In our experience, most retailers still rely on swiping cards with some preferring chip-enabled payments and very few accepting tap-and-go style credit cards. In many cases, purchasers need to sign either an electronic pad or paper receipt.
Apple Pay changed that process and the Apple Watch continues that revolution. When it launched in the US, Apple Pay supported a huge proportion of the US credit card market but it wasn’t everyone. And, some retailers in the US switched off Apple Pay support as they had pre-existing deals with the Mobile Customer Exchange, or MCX, and their CurrentC payments platform.
Earlier this week, during their quarterly earnings call, Apple CEO Tim Cook said major MCX member Best Buy will roll out in-store Apple Pay support later this year. And MCX has now let their CEO Dekkers Davidson go, replacing him with payments veteran Brian V. Mooney.
It’s expected that other retailers will follow Best Buy’s lead.
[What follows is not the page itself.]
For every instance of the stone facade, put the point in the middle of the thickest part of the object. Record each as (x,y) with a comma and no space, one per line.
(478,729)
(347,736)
Simply put, although Apple is not the only phone maker to use a SecurCore chip, which is at the heart of the Secure Enclave chip that ensures payment information is handled securely, they are currently the only party that has the combination of good software, relationships with credit card companies and banks and the hardware.
Other parties have tried to get into the payments business – most notably some telecommunications carriers – but none have had all the pieces Apple has assembled.
We’re now seeing the wagons circling around CurrentC. MCX’s exclusivity with members is falling away, Apple is expanding its reach with banks and credit card companies, iPhone sales continue to rise and the Apple Watch offers consumers another simple payment tool. It’s opposition is fragmented, rooted in less secure technology for the most part and retailer, rather than customer, focussed.